Moving from A to B is disorienting.

That was certainly true for Jesus’ closest companions following his Resurrection. Talk about “recalibrating the compass!”

The disciples had grown up in a Good Friday world. They assumed that life is hard, we’re stuck in sin, and death is the end of the line.

And then Jesus died, and with him all his followers’ hopes and dreams quickly faded. What more could they expect in a Good Friday world? It was just business as usual….

….until three days later, when Jesus burst forth from his grave! Easter plowed into their Good Friday world like a gigantic earth-moving machine, permanently altering the landscape of their lives. Now Jesus’ disciples were a bunch of Good Friday guys…trying to inhabit an Easter world.

Talk about disorientation! And it shows, I think, in all four of the gospel accounts of Easter. The disciples, the women who traveled with them, the whole lot—were simply thrown off--knocked loopy by the reality of the Resurrection.

It shows in the first two chapters of the Book of Acts, as well. The disciples are trying their darnedest to catch up with where God is taking them….but the effort leaves them breathless and dazed.

For example, in Acts, chapter 1, the disciples ask the risen Jesus dumb questions like: “So, Jesus, is this pay back time? Now that you’ve beaten death, Jesus, are you going to send the Romans packing, and restore the kingdom to Israel?” (Acts 1:6)

The Resurrected Jesus has other fish to fry, though. “It is not for you to know the times or periods that the Father has set by his own authority,” (Acts 1:7) Jesus tells them. “Pay back and peering into the secret purposes of God—that’s way above your pay grade, my friends. Focus on this instead: “… you will receive power when the Holy Spirit has come upon you; and you will be my witnesses in Jerusalem, in all Judea and Samaria, and to the ends of the earth. (Acts 1:8)

Then, just as Jesus was saying this to his disciples…he “was lifted up, and a cloud took him out of their sight” (Acts 1:9) Poof!
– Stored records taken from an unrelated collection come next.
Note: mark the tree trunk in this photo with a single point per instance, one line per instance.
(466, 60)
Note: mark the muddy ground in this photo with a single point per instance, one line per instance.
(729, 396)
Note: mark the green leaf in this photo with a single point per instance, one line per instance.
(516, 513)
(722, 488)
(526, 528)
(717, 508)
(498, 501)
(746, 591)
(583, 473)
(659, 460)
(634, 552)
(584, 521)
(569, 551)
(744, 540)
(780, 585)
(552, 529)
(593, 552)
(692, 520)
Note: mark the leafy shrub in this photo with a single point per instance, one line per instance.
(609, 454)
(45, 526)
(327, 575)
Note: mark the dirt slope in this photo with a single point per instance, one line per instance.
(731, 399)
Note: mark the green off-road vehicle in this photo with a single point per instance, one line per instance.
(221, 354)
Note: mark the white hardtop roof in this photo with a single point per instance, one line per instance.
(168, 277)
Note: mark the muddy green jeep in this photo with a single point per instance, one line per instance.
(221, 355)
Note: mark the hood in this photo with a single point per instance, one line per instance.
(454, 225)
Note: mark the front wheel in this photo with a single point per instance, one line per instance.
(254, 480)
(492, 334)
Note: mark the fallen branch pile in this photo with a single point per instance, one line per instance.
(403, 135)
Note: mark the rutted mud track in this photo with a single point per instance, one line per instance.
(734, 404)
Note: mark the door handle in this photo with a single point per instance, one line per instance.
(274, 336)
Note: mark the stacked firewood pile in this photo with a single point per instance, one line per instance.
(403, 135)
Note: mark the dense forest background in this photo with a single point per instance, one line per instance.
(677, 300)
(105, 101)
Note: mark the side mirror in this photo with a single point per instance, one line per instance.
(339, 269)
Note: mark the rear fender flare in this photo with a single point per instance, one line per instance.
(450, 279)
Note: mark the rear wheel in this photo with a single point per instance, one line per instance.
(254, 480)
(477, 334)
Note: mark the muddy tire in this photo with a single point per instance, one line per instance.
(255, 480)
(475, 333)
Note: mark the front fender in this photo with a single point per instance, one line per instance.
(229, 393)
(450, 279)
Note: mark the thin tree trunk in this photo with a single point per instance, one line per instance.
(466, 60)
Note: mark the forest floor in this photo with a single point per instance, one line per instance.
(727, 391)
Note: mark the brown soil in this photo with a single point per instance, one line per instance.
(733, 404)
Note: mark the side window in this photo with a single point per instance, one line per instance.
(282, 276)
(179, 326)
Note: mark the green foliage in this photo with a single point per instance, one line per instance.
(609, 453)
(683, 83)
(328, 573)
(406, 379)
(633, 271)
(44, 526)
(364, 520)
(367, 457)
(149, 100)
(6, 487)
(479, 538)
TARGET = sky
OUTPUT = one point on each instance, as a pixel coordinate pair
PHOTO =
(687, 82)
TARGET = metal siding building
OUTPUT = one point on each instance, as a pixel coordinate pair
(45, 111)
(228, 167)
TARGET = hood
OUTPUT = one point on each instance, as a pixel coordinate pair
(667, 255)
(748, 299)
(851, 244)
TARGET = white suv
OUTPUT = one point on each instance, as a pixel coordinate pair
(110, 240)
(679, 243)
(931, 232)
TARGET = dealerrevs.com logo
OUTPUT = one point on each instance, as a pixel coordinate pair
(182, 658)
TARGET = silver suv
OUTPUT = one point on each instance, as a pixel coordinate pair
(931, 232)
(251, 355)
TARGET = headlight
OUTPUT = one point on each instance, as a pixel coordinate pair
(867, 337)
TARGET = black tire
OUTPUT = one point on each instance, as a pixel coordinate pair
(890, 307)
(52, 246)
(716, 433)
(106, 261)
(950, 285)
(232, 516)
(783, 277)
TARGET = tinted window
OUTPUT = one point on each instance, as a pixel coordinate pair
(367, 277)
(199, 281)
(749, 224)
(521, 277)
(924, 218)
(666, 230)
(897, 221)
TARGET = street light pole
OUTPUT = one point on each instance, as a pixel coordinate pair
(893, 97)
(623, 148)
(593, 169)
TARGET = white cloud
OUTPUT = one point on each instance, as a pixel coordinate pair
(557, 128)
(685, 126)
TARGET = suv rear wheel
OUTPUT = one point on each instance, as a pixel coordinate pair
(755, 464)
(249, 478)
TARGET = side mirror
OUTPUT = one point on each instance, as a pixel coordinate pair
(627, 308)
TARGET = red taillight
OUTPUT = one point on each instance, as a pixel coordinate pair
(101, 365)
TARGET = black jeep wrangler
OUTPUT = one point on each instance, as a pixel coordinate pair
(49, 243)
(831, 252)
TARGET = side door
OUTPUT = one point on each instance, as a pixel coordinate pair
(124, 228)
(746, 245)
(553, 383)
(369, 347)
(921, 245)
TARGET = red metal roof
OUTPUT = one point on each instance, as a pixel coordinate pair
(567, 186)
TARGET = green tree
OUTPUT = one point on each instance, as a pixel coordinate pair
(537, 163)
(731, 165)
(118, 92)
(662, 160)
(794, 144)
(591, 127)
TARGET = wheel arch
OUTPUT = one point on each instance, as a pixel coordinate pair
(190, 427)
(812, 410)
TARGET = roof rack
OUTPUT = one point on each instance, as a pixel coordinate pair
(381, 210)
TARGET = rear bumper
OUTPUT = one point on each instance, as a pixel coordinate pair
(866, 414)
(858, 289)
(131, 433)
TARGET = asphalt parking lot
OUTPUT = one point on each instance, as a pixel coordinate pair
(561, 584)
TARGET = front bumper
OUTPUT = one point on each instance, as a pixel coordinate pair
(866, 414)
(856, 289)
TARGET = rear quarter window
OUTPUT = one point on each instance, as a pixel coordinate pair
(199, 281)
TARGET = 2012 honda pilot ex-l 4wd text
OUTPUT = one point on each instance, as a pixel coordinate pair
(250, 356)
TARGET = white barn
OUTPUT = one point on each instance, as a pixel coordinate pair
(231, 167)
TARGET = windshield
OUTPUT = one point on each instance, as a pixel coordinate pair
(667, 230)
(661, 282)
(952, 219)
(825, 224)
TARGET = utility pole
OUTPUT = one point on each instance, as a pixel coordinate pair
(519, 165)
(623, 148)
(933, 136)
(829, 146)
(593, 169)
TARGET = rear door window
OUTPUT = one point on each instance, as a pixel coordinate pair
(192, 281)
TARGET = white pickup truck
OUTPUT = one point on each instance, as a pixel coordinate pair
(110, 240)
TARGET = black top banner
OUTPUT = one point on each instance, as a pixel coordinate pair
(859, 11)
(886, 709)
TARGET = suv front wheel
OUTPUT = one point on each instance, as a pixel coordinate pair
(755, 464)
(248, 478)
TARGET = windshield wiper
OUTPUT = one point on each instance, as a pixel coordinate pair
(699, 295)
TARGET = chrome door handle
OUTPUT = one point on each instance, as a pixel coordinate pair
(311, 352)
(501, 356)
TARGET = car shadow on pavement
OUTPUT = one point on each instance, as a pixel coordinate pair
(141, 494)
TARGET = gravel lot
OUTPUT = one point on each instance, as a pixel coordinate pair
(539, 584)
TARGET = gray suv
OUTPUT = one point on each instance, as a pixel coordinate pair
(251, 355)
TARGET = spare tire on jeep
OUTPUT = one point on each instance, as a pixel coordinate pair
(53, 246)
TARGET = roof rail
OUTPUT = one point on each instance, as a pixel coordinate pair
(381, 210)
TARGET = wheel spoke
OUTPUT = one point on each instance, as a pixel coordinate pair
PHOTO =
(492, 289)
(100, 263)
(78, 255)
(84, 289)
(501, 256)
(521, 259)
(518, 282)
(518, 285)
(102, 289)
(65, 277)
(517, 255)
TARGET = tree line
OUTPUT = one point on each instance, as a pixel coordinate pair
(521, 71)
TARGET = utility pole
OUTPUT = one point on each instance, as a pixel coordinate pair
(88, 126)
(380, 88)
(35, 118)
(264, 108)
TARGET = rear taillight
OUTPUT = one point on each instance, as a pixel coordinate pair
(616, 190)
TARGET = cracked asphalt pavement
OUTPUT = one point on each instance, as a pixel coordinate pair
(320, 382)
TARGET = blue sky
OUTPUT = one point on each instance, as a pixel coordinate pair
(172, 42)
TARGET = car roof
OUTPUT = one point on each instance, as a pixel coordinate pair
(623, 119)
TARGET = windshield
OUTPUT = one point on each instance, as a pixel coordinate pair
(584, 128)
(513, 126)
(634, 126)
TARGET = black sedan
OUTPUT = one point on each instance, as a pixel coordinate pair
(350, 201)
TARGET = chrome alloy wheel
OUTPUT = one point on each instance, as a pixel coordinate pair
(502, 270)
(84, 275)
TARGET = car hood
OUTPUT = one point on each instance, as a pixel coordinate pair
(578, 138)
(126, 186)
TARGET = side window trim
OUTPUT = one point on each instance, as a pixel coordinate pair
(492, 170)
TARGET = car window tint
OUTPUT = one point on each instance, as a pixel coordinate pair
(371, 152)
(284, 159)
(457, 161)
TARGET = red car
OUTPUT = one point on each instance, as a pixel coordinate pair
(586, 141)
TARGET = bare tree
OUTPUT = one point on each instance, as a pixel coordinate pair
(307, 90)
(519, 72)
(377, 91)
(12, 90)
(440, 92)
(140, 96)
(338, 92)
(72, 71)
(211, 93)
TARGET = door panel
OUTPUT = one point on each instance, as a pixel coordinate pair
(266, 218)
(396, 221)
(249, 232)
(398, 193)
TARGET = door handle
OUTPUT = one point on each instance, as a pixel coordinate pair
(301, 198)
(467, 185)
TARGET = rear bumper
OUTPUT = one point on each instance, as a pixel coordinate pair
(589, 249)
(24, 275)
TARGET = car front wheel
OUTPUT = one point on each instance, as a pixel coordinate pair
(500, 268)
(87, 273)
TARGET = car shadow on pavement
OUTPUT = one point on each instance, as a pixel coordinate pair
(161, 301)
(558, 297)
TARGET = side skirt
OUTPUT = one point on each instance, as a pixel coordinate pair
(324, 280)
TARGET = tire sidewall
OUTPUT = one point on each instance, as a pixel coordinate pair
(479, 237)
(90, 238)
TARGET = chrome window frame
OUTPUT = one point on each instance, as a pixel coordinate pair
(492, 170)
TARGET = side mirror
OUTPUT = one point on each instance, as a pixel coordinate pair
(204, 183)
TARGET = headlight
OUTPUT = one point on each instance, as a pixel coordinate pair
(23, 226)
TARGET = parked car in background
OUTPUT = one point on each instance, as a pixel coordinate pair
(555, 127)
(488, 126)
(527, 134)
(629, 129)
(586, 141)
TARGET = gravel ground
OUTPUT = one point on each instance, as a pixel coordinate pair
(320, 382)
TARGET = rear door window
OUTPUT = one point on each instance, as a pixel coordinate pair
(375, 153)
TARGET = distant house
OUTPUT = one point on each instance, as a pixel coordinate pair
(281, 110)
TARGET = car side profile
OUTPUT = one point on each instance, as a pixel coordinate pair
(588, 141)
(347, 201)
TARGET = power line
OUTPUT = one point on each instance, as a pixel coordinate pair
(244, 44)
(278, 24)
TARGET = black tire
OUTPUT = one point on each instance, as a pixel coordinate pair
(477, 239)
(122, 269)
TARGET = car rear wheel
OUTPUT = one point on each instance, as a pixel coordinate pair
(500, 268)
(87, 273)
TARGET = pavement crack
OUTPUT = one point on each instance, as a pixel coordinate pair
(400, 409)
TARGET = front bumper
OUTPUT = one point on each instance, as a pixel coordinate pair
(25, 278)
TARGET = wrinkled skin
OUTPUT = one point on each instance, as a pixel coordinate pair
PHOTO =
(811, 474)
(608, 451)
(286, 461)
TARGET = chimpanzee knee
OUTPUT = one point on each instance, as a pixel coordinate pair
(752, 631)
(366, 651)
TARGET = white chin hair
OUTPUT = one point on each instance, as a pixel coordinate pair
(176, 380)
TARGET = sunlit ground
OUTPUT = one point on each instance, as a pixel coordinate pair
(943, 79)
Jesus disappeared from their midst. No wonder the disciples just stood there--slack-jawed, staring off into the wild blue yonder. If took two angels to make them “come to” and return to Jerusalem. If those angels hadn’t shown up, the disciples might still be standing there on the Mount of Olives, gazing up into the sky!

That’s because the Resurrection is so jarring, so disorienting. We’re born into a Good Friday world….but now Easter is here, and all bets are off.

And it gets even crazier on this day, Pentecost Sunday. Because if Easter marked the resurrection of the crucified Jesus, Pentecost marks the resurrection of his followers, you and me, into a brand, spanking new life of witness and service in a world that has changed right under our feet. For this old Good Friday world has been overtaken by, over-run by, re-oriented by Easter.

Pentecost, you see, is “another Easter,” and we see that writ large here in this morning’s lesson from Acts, chapter 2.

Pentecost begins, as Easter begins, in a graveyard: the upper room where the disciples had gathered together, in safety and security (so they thought) behind closed doors.

They were as good as dead when Pentecost happened to them. All the disciples could do was wait and pray in the darkness.

Pentecost begins in the tomb of the Upper Room, with disciples who are dazed, confused, as good as dead…

And then God acts once again. God’s resurrecting power cuts loose. Three powerful signs that God is launching a New Creation all burst on the scene when the day of Pentecost arrives.

First there is “a sound like the rush of a violent wind.” (Acts 2:2). This is a re-creating, resuscitating wind…the breath of God….the Spirit invading the house of death, reviving the disciples. God breathed into their nostrils the breath of life once again…just as God had done eons ago in the garden with Adam, and as God did in that other garden, when God resurrected Jesus his Son.

Second, fire breaks out, as well—wind and fire, a deadly combination in a Good Friday world….but in the new world of Easter, this fire brings life. No longer is the fire of God’s presence confined to the altar in the Temple. No—but rather now this fire burns in every believer. Tongues of fire mark each disciple as a living, moving “altar” in the world—announcing that God is alive and well, in Jesus Christ, and everything is being made new.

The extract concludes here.